RelayRides then emailed me about rejecting that rental. Why they thought I rejected it was way wrong.

When you agree to rent your car, you put in an address where people can meet you (like your home) or you pick an airport. I picked a shopping centre near my home (why would I give my home address out?!?!?!?) and I picked the SFO airport. Sure, I’ll go meet people at the airport. A $25 cab home is worth making nearly $500 by renting my car out for a month (though I would be 1099’ed and have to pay taxes).

The email I got after rejecting the rental said that they found that many people don’t want to go to the airport. So here’s a new service they’ll offer so I don’t have to go to the airport.

You mean you think I wrote in my profile that I WOULD go to the airport and then rejected nearly $500 because I didn’t want to go to the airport? I would think that the people who didn’t want to go to the airport are the people who did NOT mark their profile as willing to go to the airport! Try emailing THEM!

I wrote back a long email about why I declined the rental. Nobody wrote me back even though it was a real human’s email and not a no-reply. So that’s twice I contacted them with my concerns and got no reply.
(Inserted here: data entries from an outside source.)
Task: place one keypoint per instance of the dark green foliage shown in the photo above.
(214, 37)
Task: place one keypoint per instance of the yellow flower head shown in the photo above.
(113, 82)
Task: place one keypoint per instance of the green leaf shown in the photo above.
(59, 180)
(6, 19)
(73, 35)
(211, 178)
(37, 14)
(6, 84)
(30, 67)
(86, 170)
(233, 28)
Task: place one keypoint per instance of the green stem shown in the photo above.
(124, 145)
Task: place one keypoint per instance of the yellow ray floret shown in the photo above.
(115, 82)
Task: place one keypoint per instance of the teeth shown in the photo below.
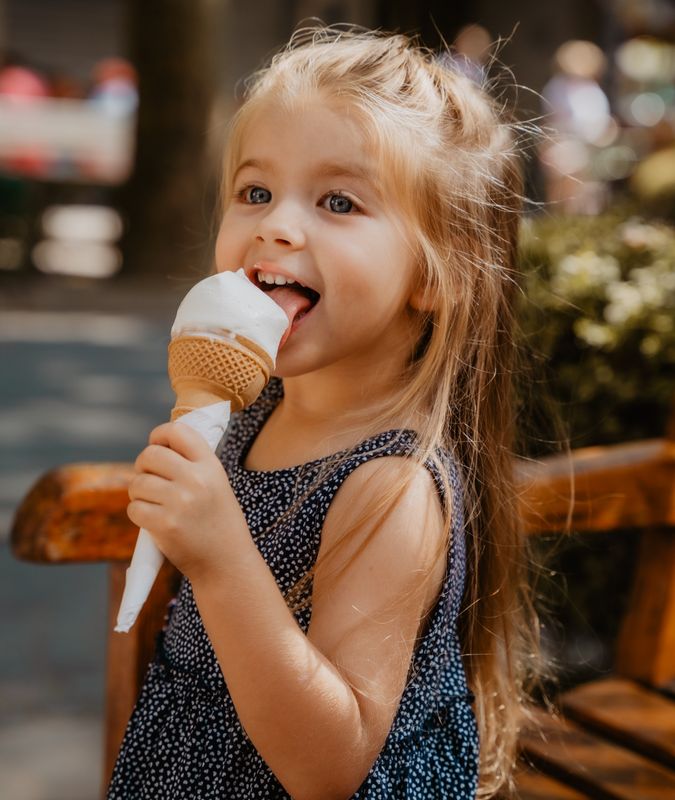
(278, 280)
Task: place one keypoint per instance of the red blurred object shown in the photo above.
(22, 84)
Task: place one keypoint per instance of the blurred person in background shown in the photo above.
(577, 110)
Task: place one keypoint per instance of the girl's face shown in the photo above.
(307, 205)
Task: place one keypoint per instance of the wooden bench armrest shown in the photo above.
(78, 512)
(600, 488)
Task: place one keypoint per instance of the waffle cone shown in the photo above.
(203, 370)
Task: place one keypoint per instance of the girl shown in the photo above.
(353, 619)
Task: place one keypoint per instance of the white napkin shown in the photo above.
(211, 421)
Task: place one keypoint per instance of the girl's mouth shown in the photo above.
(297, 302)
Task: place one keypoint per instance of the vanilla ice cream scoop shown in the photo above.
(224, 344)
(230, 302)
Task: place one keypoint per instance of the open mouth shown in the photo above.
(296, 300)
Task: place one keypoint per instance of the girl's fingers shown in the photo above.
(150, 488)
(146, 515)
(181, 439)
(161, 461)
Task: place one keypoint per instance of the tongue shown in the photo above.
(292, 302)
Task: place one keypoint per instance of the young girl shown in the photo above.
(353, 620)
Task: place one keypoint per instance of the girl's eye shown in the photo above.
(255, 195)
(339, 203)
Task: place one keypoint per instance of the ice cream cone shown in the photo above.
(207, 369)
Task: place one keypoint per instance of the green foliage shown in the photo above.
(598, 309)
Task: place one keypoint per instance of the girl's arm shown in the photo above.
(318, 707)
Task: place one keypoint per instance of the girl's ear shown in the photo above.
(422, 299)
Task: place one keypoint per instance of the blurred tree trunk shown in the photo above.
(167, 198)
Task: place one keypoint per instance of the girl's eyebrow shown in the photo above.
(325, 169)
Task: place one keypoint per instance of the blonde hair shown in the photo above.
(449, 145)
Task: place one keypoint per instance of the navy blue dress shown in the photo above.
(184, 740)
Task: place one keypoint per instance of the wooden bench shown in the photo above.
(617, 736)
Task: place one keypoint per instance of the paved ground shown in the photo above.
(82, 378)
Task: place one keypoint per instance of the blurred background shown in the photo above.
(112, 118)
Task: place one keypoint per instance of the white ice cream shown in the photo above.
(229, 301)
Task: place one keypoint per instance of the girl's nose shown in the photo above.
(281, 227)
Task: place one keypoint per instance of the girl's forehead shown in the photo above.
(308, 129)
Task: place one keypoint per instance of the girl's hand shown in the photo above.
(181, 494)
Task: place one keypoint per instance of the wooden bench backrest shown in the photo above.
(77, 513)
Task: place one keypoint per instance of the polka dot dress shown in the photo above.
(184, 740)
And then they put me on their mailing list and started mailing me about coming to their cool car owners’ parties. I keep trying to unsubscribe, but it looks like each email is its own mailing list… so I guess I’ll be unsubscribing from party and webinar invites forever.

This means their target car owner does no research or doesn’t mind serious personal and financial risk.

If that were my target audience, I would be trying to anticipate their problems and solving them. Your target car owner doesn’t read fine print and doesn’t imagine possible outcomes.

You don’t want to go to an airport? We have a $X service where you leave the car with us and we personally connect with your renter.

You are concerned that $1M in insurance isn’t enough because it’s what a UX consultant doing Axure prototypes carries for liability? You’re right. We went and got a $50M insurance policy, and here is our written guarantee that a car owner will NEVER pay a dollar for anything a renter does. We’ll also agree to hold you personally harmless and make sure our legal team fights for you (ie: covers your legal fees) if someone personally sues you because of something that happens in/because of your vehicle.

I need my problem solved, and my problem is way more than a cool website and some nice options like approving or declining a rental request. I have serious problems that can’t be swept under the rug.

RelayRides could have made crazy money off my car. It sits in the driveway because I drive the most beautiful moto ever made. My car is in near perfect condition. It gets great mileage. Easy to park. Good cargo space. I’m the original owner. It’s a 2011 Honda Fit with under 23,000 miles. I barely drive it. I’d love to rent it out. But not while the insurance situation is too risky. Maybe I’ll end up selling it next year.

Maybe RelayRides will improve their insurance situation. They should then email me and tell me to come back. If it’s not too late.

Edited 18 July 2014 to include my attempt to contact customer service before I rejected the rental.